Algérie - Biométrie : précipitation et bricolage
La semaine dernière, en marge de la séance à l'Assemblée populaire nationale consacrée aux réponses d'Ouyahia aux députés, le ministre de l'Intérieur et des Collectivités locales, Dahou Ould Kablia, sollicité par la presse à propos du déroulement de l'opération de délivrance aux citoyens des documents d'identité biométriques, a reconnu sans détour qu'elle «marche mal».
Sa franchise en la matière a tranché singulièrement avec les déclarations de son prédécesseur sur le sujet, lequel refusait péremptoirement d'admettre la réalité du cafouillage auquel elle donnait lieu et sur lequel la presse nationale attirait son attention.
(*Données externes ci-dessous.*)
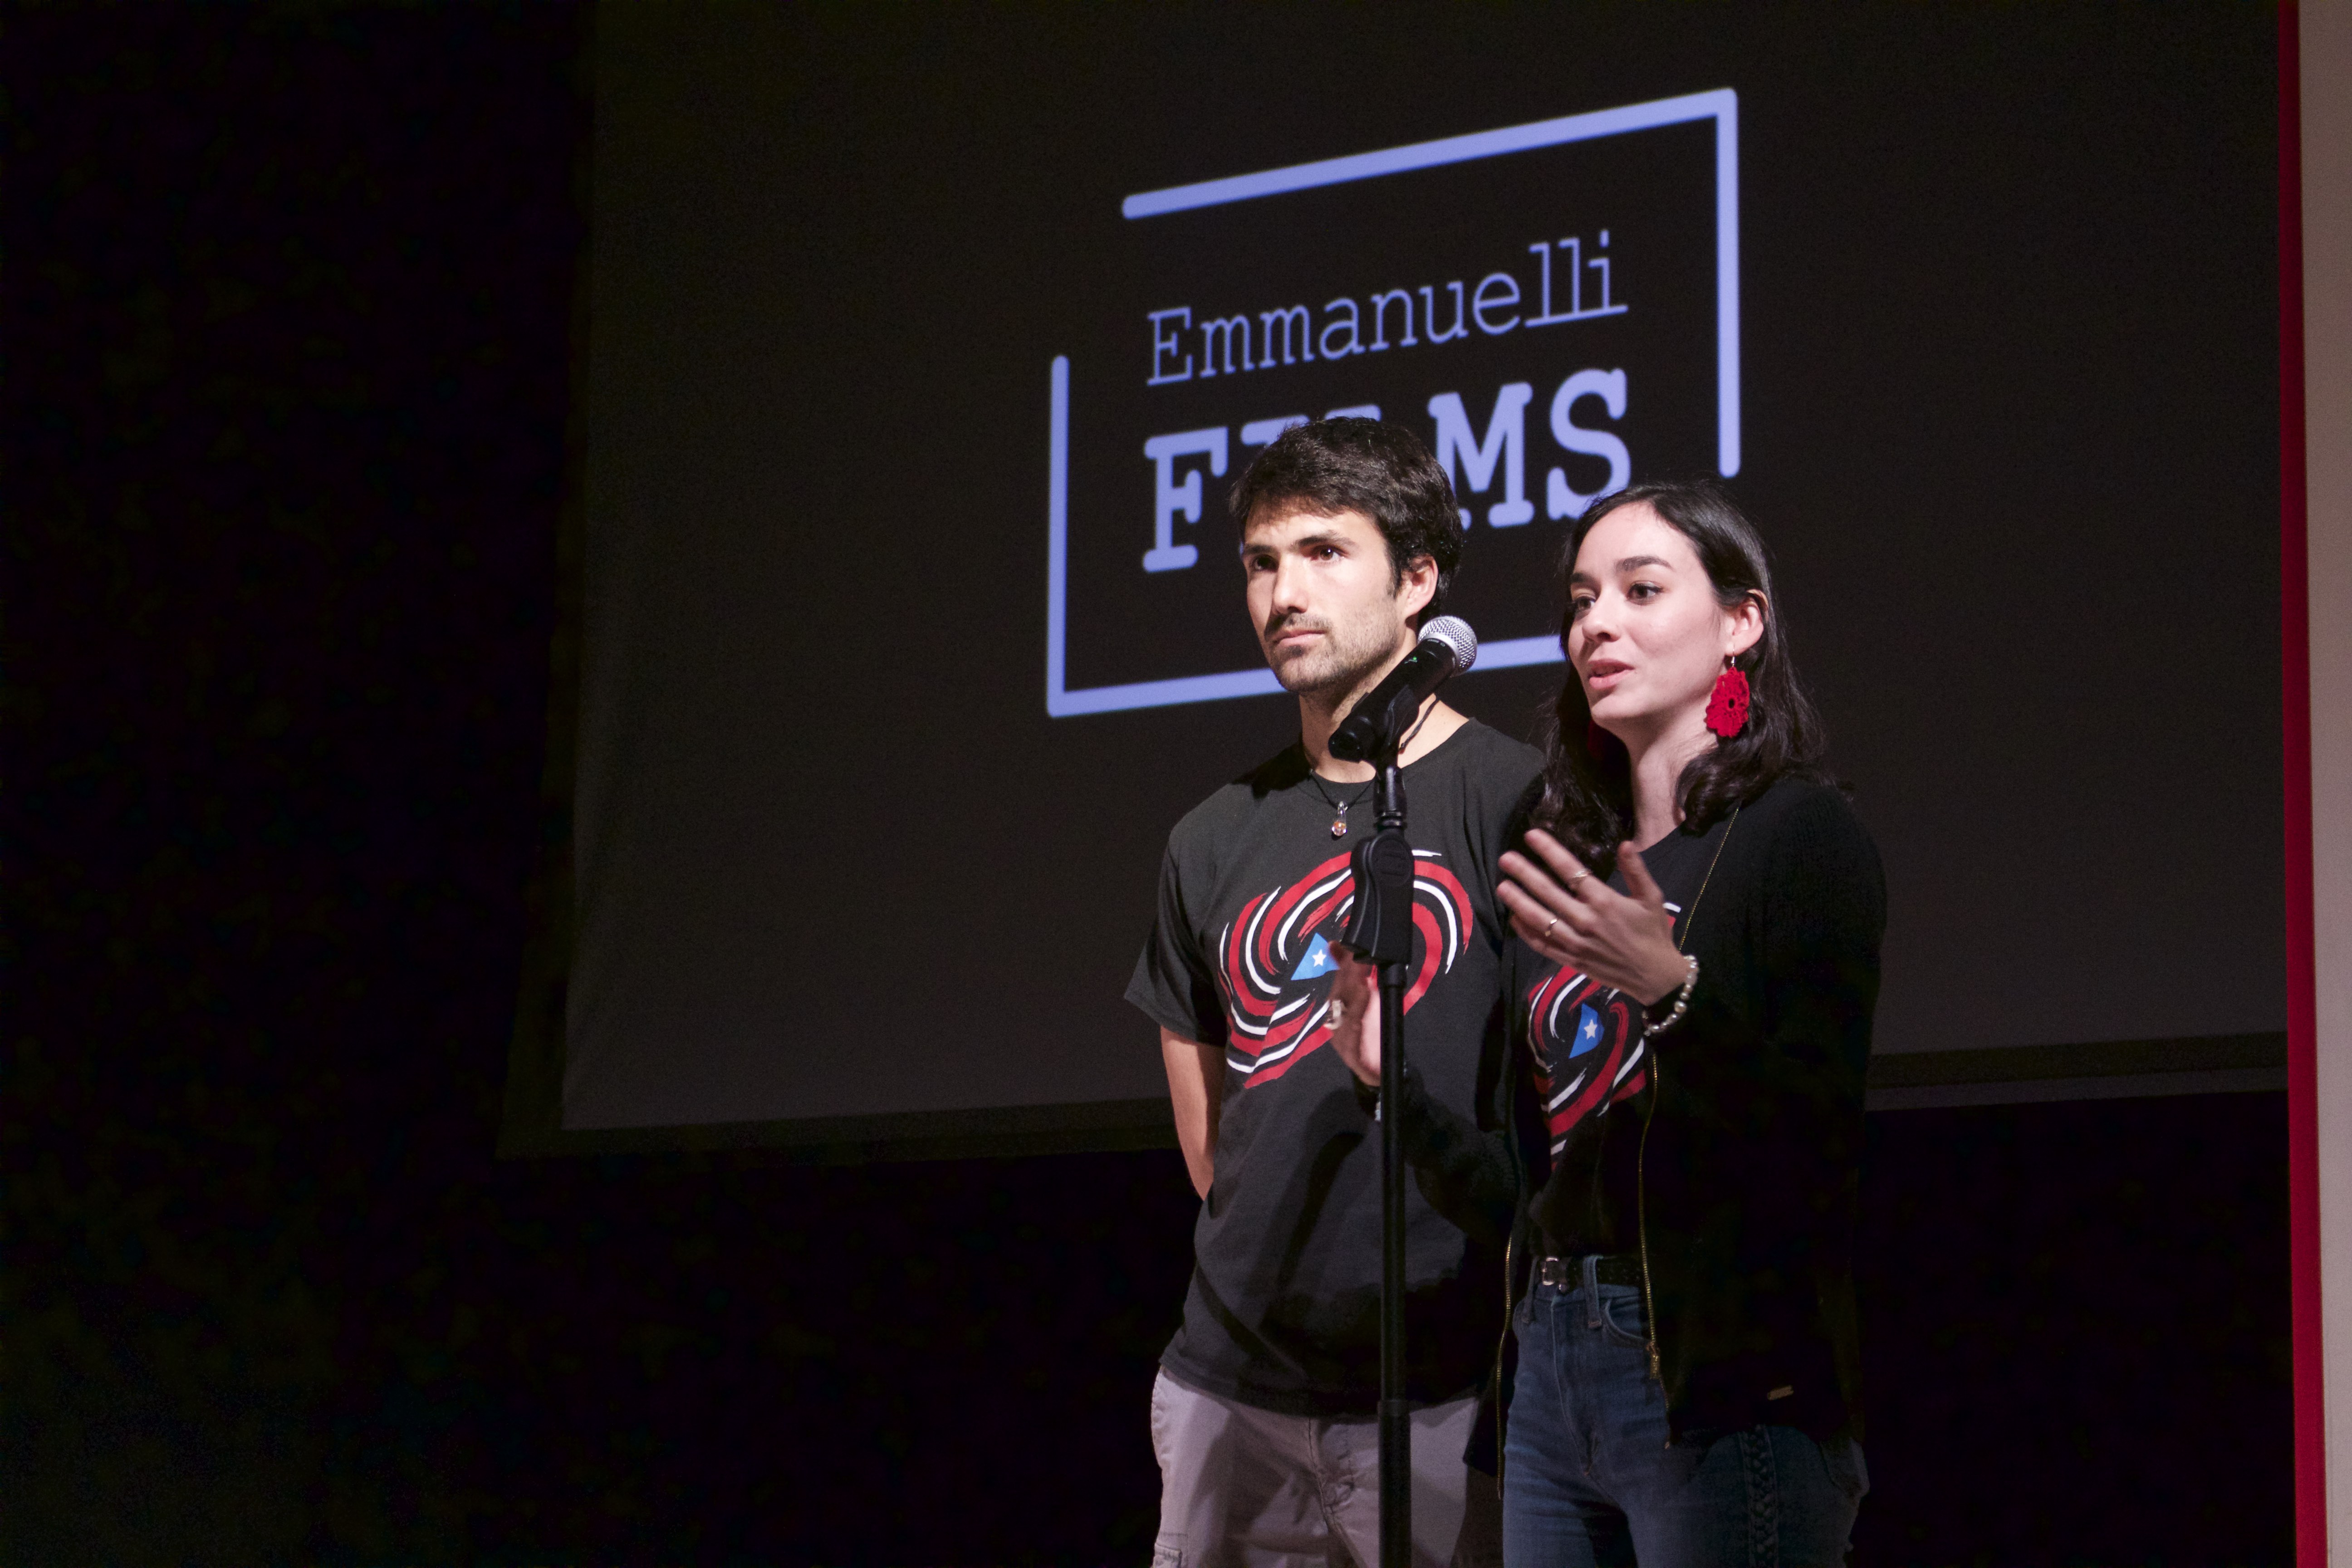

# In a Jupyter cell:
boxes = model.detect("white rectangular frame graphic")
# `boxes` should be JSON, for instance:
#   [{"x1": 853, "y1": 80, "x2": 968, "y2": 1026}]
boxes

Ould Kablia ne s'est pas limité au constat ; il a aussi donné les causes qui, selon lui, sont à l'origine que l'opération «marche mal». Il a ainsi révélé que le gros problème est l'insuffisance des équipements dont les administrations concernées ont besoin pour confectionner les passeports biométriques et avoué que seuls 80 de ces équipements ont été acquis sur les 600 indispensables.
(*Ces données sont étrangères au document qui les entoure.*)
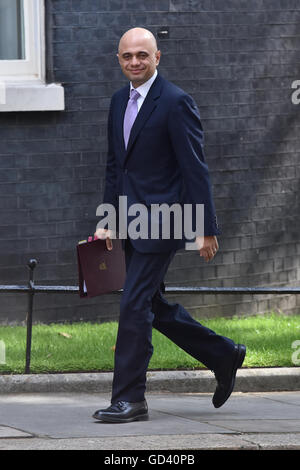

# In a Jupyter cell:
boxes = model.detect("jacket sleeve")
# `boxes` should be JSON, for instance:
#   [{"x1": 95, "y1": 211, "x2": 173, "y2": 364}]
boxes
[{"x1": 167, "y1": 93, "x2": 221, "y2": 237}]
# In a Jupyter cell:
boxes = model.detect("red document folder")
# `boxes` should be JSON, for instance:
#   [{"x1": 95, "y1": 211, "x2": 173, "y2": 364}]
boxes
[{"x1": 77, "y1": 237, "x2": 126, "y2": 298}]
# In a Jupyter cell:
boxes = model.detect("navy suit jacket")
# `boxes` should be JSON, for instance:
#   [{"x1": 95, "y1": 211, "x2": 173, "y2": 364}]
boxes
[{"x1": 101, "y1": 73, "x2": 220, "y2": 253}]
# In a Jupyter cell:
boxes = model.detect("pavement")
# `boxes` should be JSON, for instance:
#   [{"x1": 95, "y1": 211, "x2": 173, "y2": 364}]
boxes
[{"x1": 0, "y1": 368, "x2": 300, "y2": 451}]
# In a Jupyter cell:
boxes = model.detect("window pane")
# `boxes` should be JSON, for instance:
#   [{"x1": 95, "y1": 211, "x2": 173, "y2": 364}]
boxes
[{"x1": 0, "y1": 0, "x2": 25, "y2": 60}]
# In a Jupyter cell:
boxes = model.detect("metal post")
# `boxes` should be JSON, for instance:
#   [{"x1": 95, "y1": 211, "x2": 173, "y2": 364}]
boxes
[{"x1": 25, "y1": 259, "x2": 37, "y2": 374}]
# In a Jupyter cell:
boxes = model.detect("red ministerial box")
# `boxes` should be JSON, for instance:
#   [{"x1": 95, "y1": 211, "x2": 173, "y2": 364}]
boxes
[{"x1": 77, "y1": 237, "x2": 126, "y2": 298}]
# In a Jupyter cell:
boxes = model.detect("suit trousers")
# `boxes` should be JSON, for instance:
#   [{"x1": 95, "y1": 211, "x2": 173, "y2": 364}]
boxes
[{"x1": 111, "y1": 238, "x2": 235, "y2": 403}]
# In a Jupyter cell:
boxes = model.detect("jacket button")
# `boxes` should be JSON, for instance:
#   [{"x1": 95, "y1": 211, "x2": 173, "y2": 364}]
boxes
[{"x1": 124, "y1": 169, "x2": 128, "y2": 174}]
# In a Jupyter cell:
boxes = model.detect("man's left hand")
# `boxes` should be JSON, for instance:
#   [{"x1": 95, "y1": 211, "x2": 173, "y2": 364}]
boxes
[{"x1": 196, "y1": 235, "x2": 219, "y2": 262}]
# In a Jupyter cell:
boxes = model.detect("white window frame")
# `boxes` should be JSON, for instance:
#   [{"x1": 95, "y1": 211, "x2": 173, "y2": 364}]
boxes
[
  {"x1": 0, "y1": 0, "x2": 38, "y2": 78},
  {"x1": 0, "y1": 0, "x2": 64, "y2": 111}
]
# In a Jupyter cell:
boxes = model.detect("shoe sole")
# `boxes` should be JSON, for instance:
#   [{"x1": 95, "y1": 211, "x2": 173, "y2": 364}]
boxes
[
  {"x1": 213, "y1": 344, "x2": 246, "y2": 408},
  {"x1": 93, "y1": 413, "x2": 149, "y2": 424}
]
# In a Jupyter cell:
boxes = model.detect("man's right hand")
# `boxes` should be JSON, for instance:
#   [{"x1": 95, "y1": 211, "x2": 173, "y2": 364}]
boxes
[{"x1": 94, "y1": 228, "x2": 114, "y2": 251}]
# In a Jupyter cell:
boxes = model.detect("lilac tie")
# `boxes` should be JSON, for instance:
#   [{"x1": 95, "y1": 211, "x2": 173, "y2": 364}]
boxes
[{"x1": 123, "y1": 88, "x2": 140, "y2": 149}]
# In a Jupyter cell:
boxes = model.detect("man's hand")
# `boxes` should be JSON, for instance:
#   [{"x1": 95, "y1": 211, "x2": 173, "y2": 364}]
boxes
[
  {"x1": 94, "y1": 228, "x2": 114, "y2": 251},
  {"x1": 196, "y1": 235, "x2": 219, "y2": 262}
]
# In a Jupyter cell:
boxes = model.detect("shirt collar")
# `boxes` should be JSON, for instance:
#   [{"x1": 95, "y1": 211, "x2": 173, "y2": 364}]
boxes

L'aveu est de taille et renseigne sur la précipitation et l'impréparation avec lesquelles une opération aussi vaste que celle de la confection et de la délivrance des documents d'identité biométrique a été lancée. Qu'en déduire, sinon que le bricolage est la marque de fabrique des actions des pouvoirs publics.
L'Etat rattrapera peut-être la situation lorsque ses appels d'offres, comme annoncé par Ould Kablia, lui permettront d'acquérir les équipements manquants, mais il ne fera aucunement oublier les tracasseries que son bricolage a occasionnées aux citoyens.
La seconde raison invoquée par le ministre de l'Intérieur pour expliquer le cafouillage dans l'opération est que «les gens sont pressés d'avoir leur passeport». Quoi de plus normal que leur impatience puisqu'il leur a été affirmé et promis que l'administration avait mis en place le dispositif adéquat ! Zerhouni en avait donné toutes les assurances et balayé les doutes sur la capacité de l'administration à prendre en charge une opération de telle ampleur. Plusieurs mois donc après son lancement, l'opération documents biométriques patine encore.
Il faut seulement espérer que le nouveau ministre de l'Intérieur, qui a fait le bon constat, s'attelle à en faire cesser les dysfonctionnements au plus vite.
Pour le reste, nous retiendrons que les pouvoirs publics ont agi dans l'affaire avec une singulière légèreté. Il est clair qu'ils ne se sont résolus à passer à la biométrie que sous la pression d'exigences extérieures. D'où la précipitation et l'improvisation dans le lancement de l'opération. Ce passage s'imposait pourtant en terme de modernisation et aurait pu être progressif en tenant compte du temps d'adaptation qui est nécessaire aux administrations locales pour se mettre à niveau humainement et techniquement pour en assumer la généralisation du procédé aux documents d'identité.
Nous retiendrons également que la gouvernance du pays est faite de bricolage et d'injonctions et que ceux qui s'y adonnent prennent leurs désirs pour des réalités. Ce n'est pas ce qui ramènera la confiance des citoyens en leur Etat.